Sonrasında yediğimiz damla sakızlı karnabahar püresi eşliğinde gelen barbun ve küşneme böreği çok başarılıydı. Burada bir parantez açıp, tabakların prezantasyonundan bahsetmek istiyorum. Hepsi bir sanat eseri güzelliğinde. Tabakları bozmamak için, lokmalarımı korkarak aldım diyebilirim.
Yaratıcı tatlılar
Ana yemek olarak yediğim kaya levreği, bir şefin biraz çalışırsa, sıradan balık zincirinin nasıl dışına çıkabileceğinin iyi bir göstergesiydi. Ama asıl vurucu nokta tatlılardı. Güney’in yerel lezzetlerinden bir tanesi olan bici bici tatlısını çok iyi yorumlamışlar. Gül ve roze aromalı buz parçalarının üzerinde gelen puding yaratıcılık ve lezzet sınırlarını zorluyordu. Hep inandığım bir konu var. Türk mutfağı, dünya gastronomi haritasında hak ettiği yere, yerel lezzetlerini rafine hale getirerek girecek. Bunun en güzel örneklerinden biriydi anlattığım bu tatlı. Dünyadaki herhangi bir Michelin Yıldızlı lokantanın mönüsüne rahatlıkla girebilecek bir yemek. Diğer tatlı ise sahlep dondurmalı soğuk çilek çorbası.
Şarap listesi genişleyecek
İki küçük şey var, eğer mutlaka bir eleştiri getirmek gerekecekse. Birincisi otelin önüne arabanızı park edemediğinizden, 50 metre kadar uzaklıktaki otoparkı kullanıp, birazcık yürümeniz gerekecek. İkinci konu ise şarap listesi. Bu kadar güzel yemeklerin daha geniş ve iyi şaraplardan oluşan bir mönüyü hak ettiğini düşünüyorum. Konuştuğumda, bu konu ile ilgili hazırlıklar yaptıklarını ve çok kısa bir süre içerisinde şarap listesinin içeriğinin genişleyeceğinin müjdesini verdiler.

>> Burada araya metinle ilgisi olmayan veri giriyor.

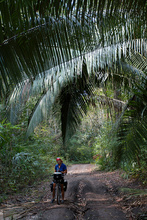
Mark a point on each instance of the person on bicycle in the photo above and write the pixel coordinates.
(59, 167)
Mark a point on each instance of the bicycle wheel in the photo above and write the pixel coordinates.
(58, 194)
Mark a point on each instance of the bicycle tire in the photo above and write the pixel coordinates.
(58, 195)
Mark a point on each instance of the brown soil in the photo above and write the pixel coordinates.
(91, 194)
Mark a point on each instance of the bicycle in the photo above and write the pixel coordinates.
(58, 178)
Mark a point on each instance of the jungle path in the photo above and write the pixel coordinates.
(91, 194)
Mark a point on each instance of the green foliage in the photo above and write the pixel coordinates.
(24, 163)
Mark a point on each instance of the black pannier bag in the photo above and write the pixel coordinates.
(51, 186)
(65, 185)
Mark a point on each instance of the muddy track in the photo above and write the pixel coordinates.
(87, 197)
(90, 194)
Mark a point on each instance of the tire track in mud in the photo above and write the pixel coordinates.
(88, 197)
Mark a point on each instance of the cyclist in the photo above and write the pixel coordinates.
(60, 167)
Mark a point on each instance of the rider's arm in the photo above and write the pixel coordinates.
(65, 171)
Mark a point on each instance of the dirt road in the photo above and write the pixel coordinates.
(91, 194)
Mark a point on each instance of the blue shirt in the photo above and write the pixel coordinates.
(62, 168)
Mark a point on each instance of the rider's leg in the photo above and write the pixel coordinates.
(62, 190)
(54, 186)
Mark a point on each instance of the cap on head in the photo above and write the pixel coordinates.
(58, 158)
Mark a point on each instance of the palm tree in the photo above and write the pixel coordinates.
(54, 48)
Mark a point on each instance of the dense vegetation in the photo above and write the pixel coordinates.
(73, 83)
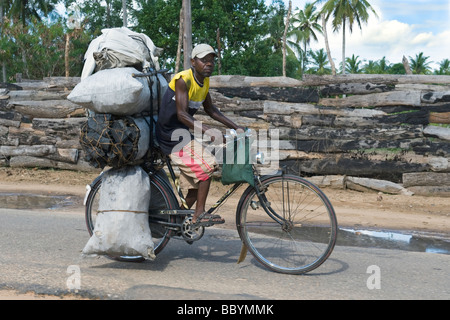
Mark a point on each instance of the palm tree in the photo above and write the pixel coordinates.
(420, 65)
(444, 67)
(24, 9)
(353, 65)
(320, 62)
(346, 12)
(305, 27)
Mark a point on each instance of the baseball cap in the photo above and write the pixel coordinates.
(202, 50)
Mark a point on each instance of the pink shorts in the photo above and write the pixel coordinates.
(195, 163)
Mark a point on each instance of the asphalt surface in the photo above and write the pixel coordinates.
(41, 253)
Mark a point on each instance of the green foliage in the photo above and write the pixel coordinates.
(251, 33)
(37, 50)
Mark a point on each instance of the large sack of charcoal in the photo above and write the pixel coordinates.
(113, 141)
(113, 91)
(121, 226)
(120, 47)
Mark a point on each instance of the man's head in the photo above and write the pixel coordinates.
(202, 60)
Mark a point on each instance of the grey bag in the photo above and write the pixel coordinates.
(109, 59)
(121, 227)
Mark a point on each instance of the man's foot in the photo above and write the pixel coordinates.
(207, 219)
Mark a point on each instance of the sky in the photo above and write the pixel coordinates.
(403, 28)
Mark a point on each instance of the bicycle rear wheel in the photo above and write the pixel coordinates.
(161, 199)
(300, 232)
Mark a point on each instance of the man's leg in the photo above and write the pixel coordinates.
(202, 194)
(191, 197)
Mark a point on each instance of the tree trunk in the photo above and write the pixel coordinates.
(330, 59)
(66, 55)
(187, 30)
(219, 50)
(284, 37)
(406, 65)
(343, 46)
(125, 15)
(180, 41)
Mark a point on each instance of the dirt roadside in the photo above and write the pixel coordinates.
(359, 210)
(353, 208)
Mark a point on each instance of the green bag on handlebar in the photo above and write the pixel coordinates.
(237, 166)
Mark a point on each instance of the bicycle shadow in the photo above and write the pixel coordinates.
(217, 246)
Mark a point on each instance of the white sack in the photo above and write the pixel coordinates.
(121, 227)
(121, 40)
(113, 91)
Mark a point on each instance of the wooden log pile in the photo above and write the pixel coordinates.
(369, 126)
(376, 127)
(39, 127)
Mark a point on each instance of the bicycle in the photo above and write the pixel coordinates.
(285, 221)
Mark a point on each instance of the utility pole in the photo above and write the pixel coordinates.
(187, 30)
(125, 16)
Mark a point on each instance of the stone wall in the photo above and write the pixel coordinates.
(368, 126)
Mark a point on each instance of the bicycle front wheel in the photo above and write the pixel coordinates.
(292, 229)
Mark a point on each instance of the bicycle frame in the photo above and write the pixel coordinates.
(186, 211)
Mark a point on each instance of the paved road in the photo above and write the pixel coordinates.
(40, 252)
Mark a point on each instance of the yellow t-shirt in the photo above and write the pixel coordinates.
(197, 93)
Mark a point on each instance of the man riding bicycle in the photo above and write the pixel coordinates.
(187, 91)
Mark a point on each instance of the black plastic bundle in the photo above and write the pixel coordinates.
(109, 140)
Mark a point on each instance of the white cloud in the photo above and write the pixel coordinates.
(392, 39)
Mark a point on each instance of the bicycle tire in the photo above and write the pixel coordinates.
(303, 235)
(162, 199)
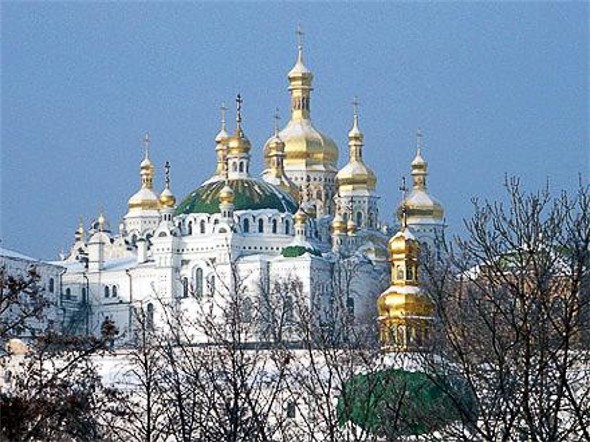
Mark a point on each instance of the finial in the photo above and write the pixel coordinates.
(167, 173)
(299, 33)
(404, 189)
(277, 118)
(419, 142)
(146, 144)
(223, 109)
(239, 102)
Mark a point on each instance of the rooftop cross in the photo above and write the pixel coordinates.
(404, 189)
(277, 118)
(223, 109)
(299, 33)
(239, 102)
(419, 141)
(167, 172)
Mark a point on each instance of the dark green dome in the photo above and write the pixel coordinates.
(396, 402)
(249, 194)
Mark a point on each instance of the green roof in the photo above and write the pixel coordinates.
(396, 402)
(250, 194)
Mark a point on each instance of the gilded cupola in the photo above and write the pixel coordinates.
(167, 198)
(421, 207)
(406, 312)
(305, 146)
(145, 198)
(221, 146)
(238, 144)
(355, 175)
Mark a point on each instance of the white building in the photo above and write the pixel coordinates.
(304, 220)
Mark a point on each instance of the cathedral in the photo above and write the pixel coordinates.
(302, 219)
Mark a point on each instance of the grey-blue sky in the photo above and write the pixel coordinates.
(496, 88)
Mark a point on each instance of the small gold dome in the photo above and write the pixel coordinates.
(351, 227)
(238, 144)
(226, 196)
(300, 217)
(338, 225)
(167, 199)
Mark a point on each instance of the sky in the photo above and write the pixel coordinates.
(496, 88)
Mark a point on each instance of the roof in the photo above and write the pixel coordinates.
(249, 194)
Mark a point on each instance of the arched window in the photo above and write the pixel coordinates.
(199, 282)
(212, 285)
(149, 323)
(247, 310)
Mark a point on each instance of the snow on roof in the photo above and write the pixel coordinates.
(6, 253)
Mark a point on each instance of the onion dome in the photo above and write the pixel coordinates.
(405, 312)
(300, 217)
(145, 198)
(238, 143)
(351, 227)
(338, 225)
(305, 146)
(249, 194)
(226, 196)
(275, 173)
(421, 207)
(356, 175)
(167, 198)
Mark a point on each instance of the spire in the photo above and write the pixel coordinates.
(222, 134)
(355, 136)
(239, 102)
(404, 189)
(419, 166)
(300, 78)
(146, 144)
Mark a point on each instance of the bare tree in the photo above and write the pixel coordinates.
(512, 302)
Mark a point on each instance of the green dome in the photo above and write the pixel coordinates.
(249, 193)
(396, 402)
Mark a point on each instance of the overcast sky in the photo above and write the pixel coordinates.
(497, 88)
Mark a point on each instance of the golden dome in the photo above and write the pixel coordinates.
(300, 217)
(401, 303)
(226, 196)
(355, 175)
(420, 206)
(351, 227)
(238, 143)
(338, 225)
(403, 243)
(167, 199)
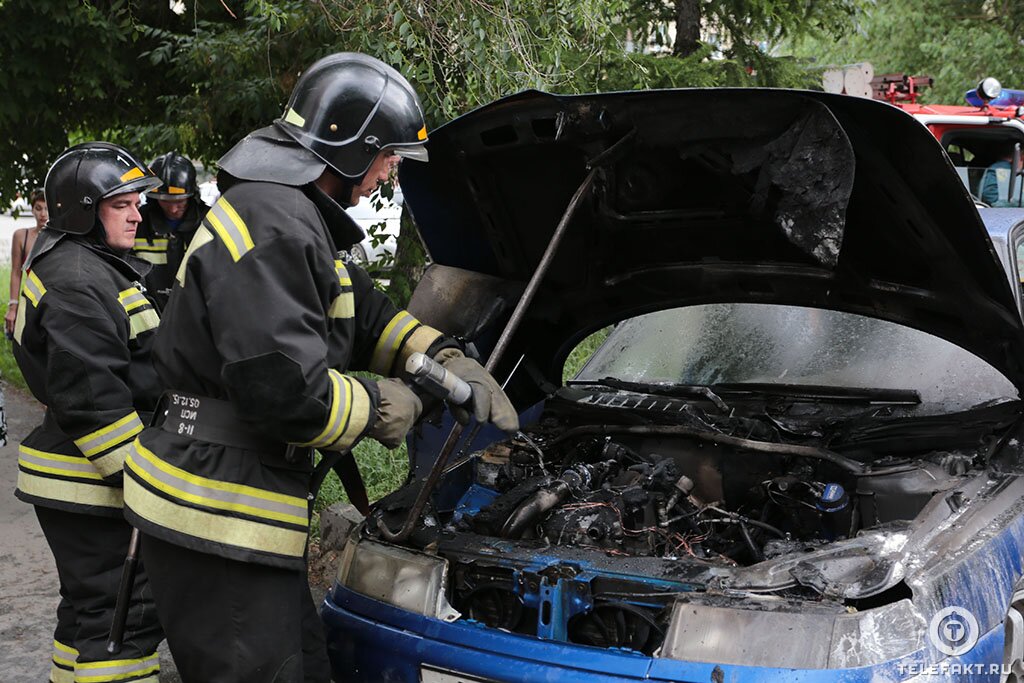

Derim ki sevgilinizi kolunuza takın ve bu terasa mutlaka yaz bitmeden uğrayın. Restoranın ismi olan ‘La Mouette’, Fransızca’da martı demekmiş. Güzel manzaralı bu romantik terasta, yemek yerken bolca seslerini duyduğunuz ve gördüğünüz bu hayvandan esinlenmişler. Bana ise isimleri, Türk mutfağında yaptıklarını anımsattı. İsimlerini ileride çok daha sık duyacağımıza emin olduğum bu ikili, gökyüzünün özgür ve çalışkan kuşu martılar gibi, Türk mutfağınını çok daha yukarılardan uçmasına büyük katkılar sağlayacaklar. Çetin Altan Usta’nın dediği gibi “Enseyi kararmamak lazım.”